Trentacinque dei 36 parlamentari votanti hanno affossato il testo in seconda lettura: martedì scorso era invece stato approvato e ciò aveva causato manifestazioni a Tbilisi, capitale del Paese caucasico, ma non solo.
Di fronte alle proteste, il partito al potere “Sogno georgiano” ha fatto marcia indietro, annunciando già ieri che avrebbe comunque ritirato il disegno di legge.
Decine di migliaia di persone si erano comunque riunite anche ieri sera nella capitale per una terza serata consecutiva di manifestazione.
La Georgia - un’ex Repubblica sovietica che nel 2008 ha perso una corta guerra contro la Russia – ambisce a entrare nell’Unione europea e nella NATO, e questo dal 2003 quando la “Rivoluzione delle rose” portò al potere Mikheil Saak'ashvili, candidato pro-occidente nel frattempo finito in manette.
La posizione di alcuni membri del Governo così come la legge “sugli agenti stranieri” lasciano tuttavia un’ombra di dubbio sulle reali aspirazioni Tbilisi, con l’opposizione che accusa il potere di sostenere Mosca.
Il Cremlino accusa: “USA dietro le proteste”
In mattinata è pure arrivata una presa di posizione di Mosca: il Cremlino sostiene che ci sia “la mano degli Stati Uniti” dietro le proteste di piazza che hanno scosso il Paese.
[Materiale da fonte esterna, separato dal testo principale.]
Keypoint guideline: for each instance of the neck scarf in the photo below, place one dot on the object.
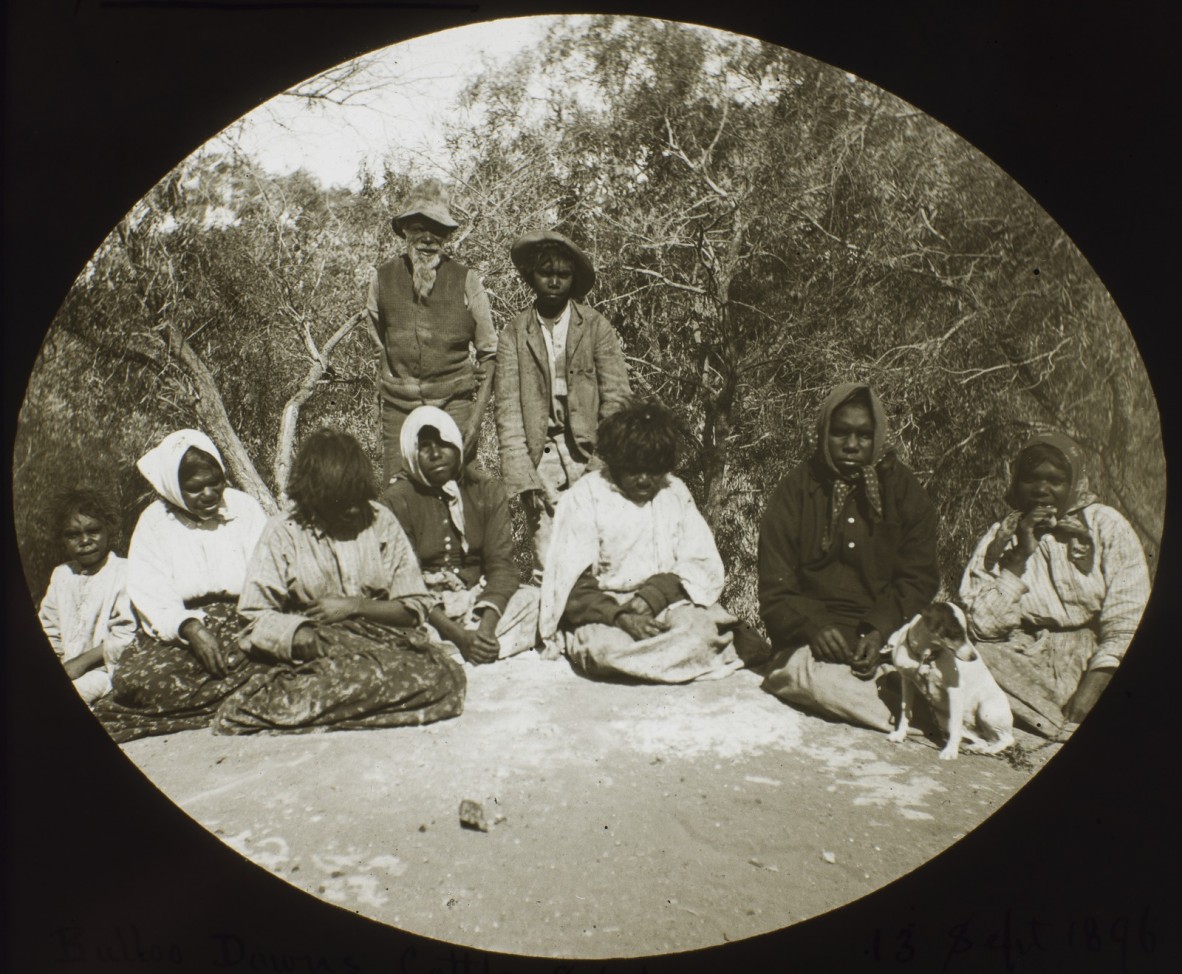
(161, 466)
(449, 433)
(1071, 524)
(843, 485)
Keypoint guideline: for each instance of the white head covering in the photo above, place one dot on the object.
(449, 433)
(161, 466)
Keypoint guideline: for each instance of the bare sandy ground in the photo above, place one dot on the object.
(624, 820)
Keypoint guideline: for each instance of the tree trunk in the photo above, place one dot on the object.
(215, 421)
(290, 421)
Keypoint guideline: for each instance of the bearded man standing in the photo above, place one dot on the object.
(428, 310)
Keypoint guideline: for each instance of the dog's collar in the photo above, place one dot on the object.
(927, 649)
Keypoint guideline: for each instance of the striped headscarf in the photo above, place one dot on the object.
(868, 475)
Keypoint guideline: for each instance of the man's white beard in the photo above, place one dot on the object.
(423, 270)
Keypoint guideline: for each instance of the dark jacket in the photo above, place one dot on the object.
(423, 514)
(426, 343)
(876, 572)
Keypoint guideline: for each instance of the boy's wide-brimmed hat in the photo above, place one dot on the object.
(429, 201)
(584, 273)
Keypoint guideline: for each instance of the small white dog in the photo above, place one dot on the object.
(935, 657)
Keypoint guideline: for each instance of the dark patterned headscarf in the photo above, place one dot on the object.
(1070, 524)
(868, 475)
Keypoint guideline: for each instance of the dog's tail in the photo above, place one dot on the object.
(992, 747)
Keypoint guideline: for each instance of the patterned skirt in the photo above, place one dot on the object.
(370, 676)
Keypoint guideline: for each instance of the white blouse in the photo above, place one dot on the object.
(175, 558)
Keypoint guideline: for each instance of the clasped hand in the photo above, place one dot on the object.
(216, 660)
(830, 645)
(481, 644)
(332, 609)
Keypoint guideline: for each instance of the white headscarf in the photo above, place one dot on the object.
(161, 466)
(449, 433)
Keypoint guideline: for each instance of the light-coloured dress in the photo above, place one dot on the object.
(624, 544)
(1064, 616)
(83, 611)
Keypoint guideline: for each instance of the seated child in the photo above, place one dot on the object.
(86, 614)
(634, 577)
(461, 533)
(560, 372)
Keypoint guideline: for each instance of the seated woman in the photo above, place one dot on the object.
(186, 565)
(846, 554)
(460, 530)
(632, 576)
(333, 595)
(1053, 592)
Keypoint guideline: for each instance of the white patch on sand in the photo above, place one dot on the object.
(270, 851)
(238, 780)
(714, 728)
(881, 783)
(391, 864)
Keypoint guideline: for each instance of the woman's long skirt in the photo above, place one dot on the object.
(370, 676)
(1039, 671)
(693, 648)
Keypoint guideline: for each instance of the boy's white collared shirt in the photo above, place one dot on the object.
(556, 349)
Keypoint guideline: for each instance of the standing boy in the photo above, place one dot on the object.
(562, 372)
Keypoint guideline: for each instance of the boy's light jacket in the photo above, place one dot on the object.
(597, 385)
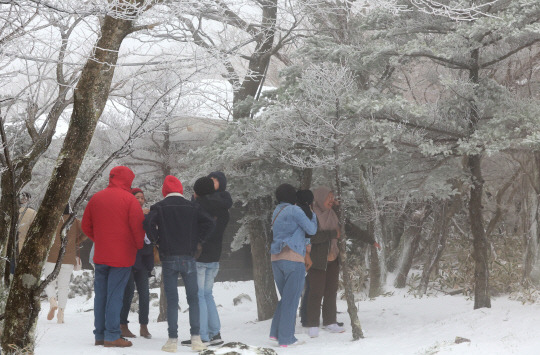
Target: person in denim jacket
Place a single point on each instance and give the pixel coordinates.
(290, 258)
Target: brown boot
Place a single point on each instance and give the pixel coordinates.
(144, 332)
(53, 306)
(126, 333)
(118, 343)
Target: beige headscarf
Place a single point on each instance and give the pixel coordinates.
(326, 216)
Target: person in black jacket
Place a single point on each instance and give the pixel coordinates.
(178, 225)
(220, 185)
(216, 204)
(140, 272)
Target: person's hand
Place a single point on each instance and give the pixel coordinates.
(308, 262)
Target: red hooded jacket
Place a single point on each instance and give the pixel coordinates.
(113, 219)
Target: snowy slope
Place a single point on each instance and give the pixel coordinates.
(398, 324)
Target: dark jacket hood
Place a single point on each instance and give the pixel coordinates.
(221, 178)
(170, 185)
(121, 177)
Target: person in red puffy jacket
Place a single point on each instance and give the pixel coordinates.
(113, 219)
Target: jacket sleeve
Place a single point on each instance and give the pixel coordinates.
(136, 218)
(80, 235)
(323, 236)
(205, 224)
(150, 224)
(309, 226)
(87, 224)
(356, 232)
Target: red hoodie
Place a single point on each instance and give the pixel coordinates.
(113, 219)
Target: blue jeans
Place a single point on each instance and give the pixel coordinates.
(210, 325)
(139, 279)
(183, 265)
(109, 285)
(289, 277)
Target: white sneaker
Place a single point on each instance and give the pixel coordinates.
(60, 315)
(197, 344)
(53, 306)
(334, 328)
(313, 332)
(171, 345)
(296, 343)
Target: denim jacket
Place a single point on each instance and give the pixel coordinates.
(290, 228)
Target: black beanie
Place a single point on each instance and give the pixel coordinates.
(204, 186)
(286, 193)
(304, 200)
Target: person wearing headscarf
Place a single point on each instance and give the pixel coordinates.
(179, 226)
(323, 276)
(140, 272)
(113, 220)
(288, 255)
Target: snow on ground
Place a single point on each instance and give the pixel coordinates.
(397, 324)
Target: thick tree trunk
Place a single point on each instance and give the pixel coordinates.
(260, 238)
(476, 217)
(531, 237)
(8, 225)
(439, 240)
(91, 95)
(258, 63)
(347, 272)
(377, 261)
(480, 243)
(162, 317)
(412, 235)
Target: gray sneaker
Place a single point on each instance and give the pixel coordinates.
(216, 340)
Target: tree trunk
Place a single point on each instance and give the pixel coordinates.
(306, 177)
(347, 272)
(260, 238)
(413, 234)
(476, 217)
(162, 317)
(439, 240)
(8, 225)
(480, 243)
(91, 94)
(377, 261)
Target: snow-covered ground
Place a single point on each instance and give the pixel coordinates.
(397, 324)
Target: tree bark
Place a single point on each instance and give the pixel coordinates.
(260, 238)
(258, 62)
(91, 94)
(413, 234)
(439, 242)
(162, 317)
(476, 217)
(347, 272)
(531, 236)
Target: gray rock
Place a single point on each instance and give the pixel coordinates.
(241, 298)
(460, 340)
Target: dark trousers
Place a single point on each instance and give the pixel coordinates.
(323, 286)
(139, 279)
(172, 267)
(109, 285)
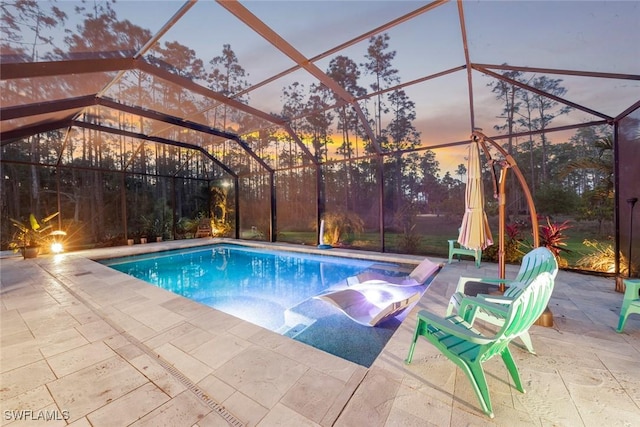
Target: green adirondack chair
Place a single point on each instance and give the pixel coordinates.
(469, 349)
(630, 302)
(535, 262)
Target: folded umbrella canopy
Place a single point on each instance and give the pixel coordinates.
(474, 231)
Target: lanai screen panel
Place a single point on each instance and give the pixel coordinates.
(628, 190)
(575, 35)
(255, 206)
(297, 205)
(351, 197)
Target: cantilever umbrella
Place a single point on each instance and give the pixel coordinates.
(474, 231)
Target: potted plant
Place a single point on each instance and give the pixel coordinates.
(32, 235)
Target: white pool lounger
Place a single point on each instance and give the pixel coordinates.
(372, 302)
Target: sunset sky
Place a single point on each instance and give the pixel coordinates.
(595, 36)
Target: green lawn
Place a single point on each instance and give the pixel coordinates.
(433, 233)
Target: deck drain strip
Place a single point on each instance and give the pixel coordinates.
(215, 406)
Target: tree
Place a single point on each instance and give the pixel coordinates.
(379, 65)
(545, 106)
(461, 171)
(228, 78)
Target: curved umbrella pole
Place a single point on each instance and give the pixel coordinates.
(477, 135)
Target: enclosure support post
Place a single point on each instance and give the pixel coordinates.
(502, 202)
(381, 200)
(273, 227)
(123, 198)
(319, 196)
(236, 202)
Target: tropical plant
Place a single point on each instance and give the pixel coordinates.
(553, 238)
(340, 227)
(33, 233)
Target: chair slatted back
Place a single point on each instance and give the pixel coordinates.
(525, 309)
(535, 262)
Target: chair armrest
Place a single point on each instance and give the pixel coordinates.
(446, 325)
(495, 299)
(470, 305)
(490, 280)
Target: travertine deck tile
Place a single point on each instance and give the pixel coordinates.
(184, 410)
(130, 407)
(73, 360)
(261, 374)
(91, 388)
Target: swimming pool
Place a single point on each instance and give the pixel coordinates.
(270, 288)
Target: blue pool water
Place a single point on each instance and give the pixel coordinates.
(272, 289)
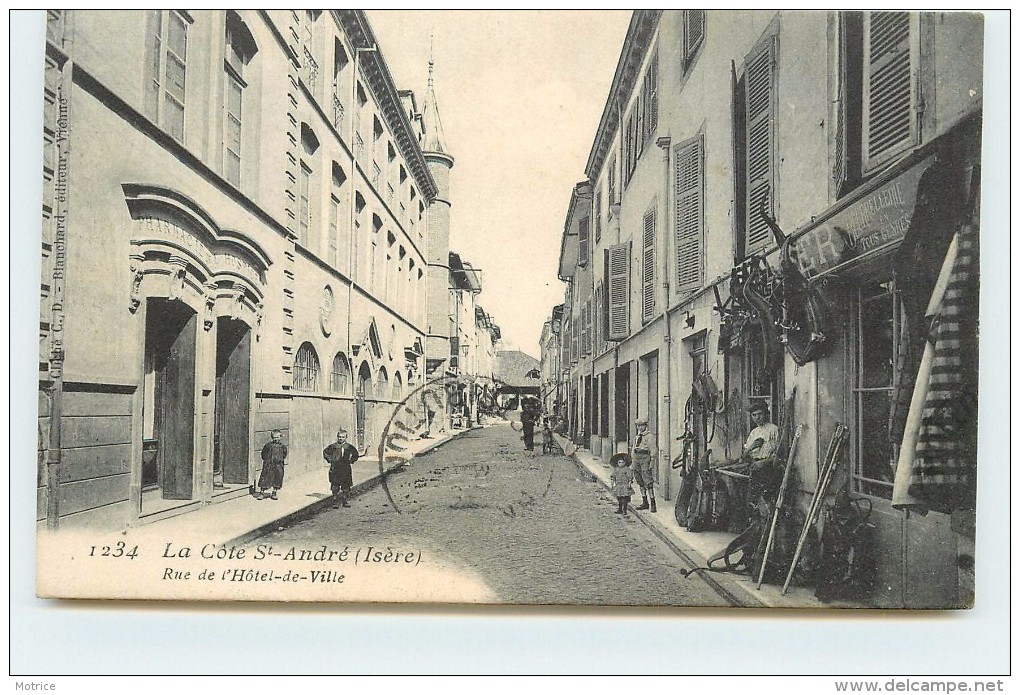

Riferendosi alle parole di sostegno alle proteste rilasciate da New York della presidente Salomé Zourabichvili, il portavoce Dimitri Peskov ha dichiarato che la capo di Stato “non si è espressa dal suo Paese ma dagli USA”, segno che “la mano ben visibile di qualcuno sta alimentano i sentimenti antirussi in Georgia”.